结肠镜图像中的息肉自动精确分割对于早期诊断和结肠直肠癌手术非常有价值。然而，由于息肉大小不一，形态特征错综复杂，息肉与粘膜之间的分界模糊不清，因此这仍然是一项重大挑战。为了缓解这些挑战，我们提出了一种改进的双聚合息肉分割网络（Dua-PSNet），通过将变压器分支和全卷积网络（FCN）分支并行结合，自动准确地预测息肉的全尺寸。具体来说，在变换器分支中，我们采用了金字塔视觉变换器 v2 的 B3 变体（PVTv2-B3）作为图像编码器，以捕捉多尺度全局特征并模拟它们之间的远距离相互依存关系，同时设计了创新的多级特征聚合解码器（MFAD），以突出关键的局部特征细节并有效地将它们整合到全局特征中。在解码器中，构建了自适应特征聚合（AFA）模块，用于以逐步自适应的方式融合 PVTv2-B3 编码器生成的不同尺度的高级特征表征，以完善全局语义信息，同时设计了残余模块（ResidualBlock），以挖掘隐藏在低级特征中的详细边界线索。在选择性全局到局部融合头（SGLFH）模块的协助下，所得到的边界细节与这些全局语义特征进行选择性聚合，从而加强这些分层特征，以应对息肉的尺度变化。嵌入到所设计的 ResidualBlock 模块中的 FCN 分支用于鼓励提取高度合并的精细特征，以便将 Transformer 分支的输出与全尺寸分割图相匹配。这样，两个分支相互影响、相互补充，从而提高了息肉特征的辨别能力，并能更准确地预测全尺寸分割图。在五个具有挑战性的息肉分割基准上进行的广泛实验表明，所提出的 Dua-PSNet 具有强大的学习和泛化能力，在现有的前沿方法中提升了最先进的分割性能。这些出色的结果表明，Dua-PSNet 具有巨大的潜力，有望成为实际息肉分割任务的解决方案，因为在实际息肉分割任务中，通常会出现大量不同的数据。

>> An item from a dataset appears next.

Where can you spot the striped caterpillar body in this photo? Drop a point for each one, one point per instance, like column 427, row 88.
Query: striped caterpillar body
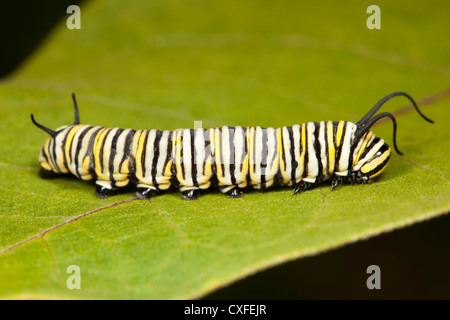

本文章由计算机程序翻译，如有差异，请以英文原文为准。

求助全文

约1分钟内获得全文去求助

来源期刊

Biomedical optics express BIOCHEMICAL RESEARCH METHODS-OPTICS

CiteScore

6.80

自引率

11.80%

发文量

633

审稿时长

1 months

期刊介绍： The journal''s scope encompasses fundamental research, technology development, biomedical studies and clinical applications. BOEx focuses on the leading edge topics in the field, including: Tissue optics and spectroscopy Novel microscopies Optical coherence tomography Diffuse and fluorescence tomography Photoacoustic and multimodal imaging Molecular imaging and therapies Nanophotonic biosensing Optical biophysics/photobiology Microfluidic optical devices Vision research.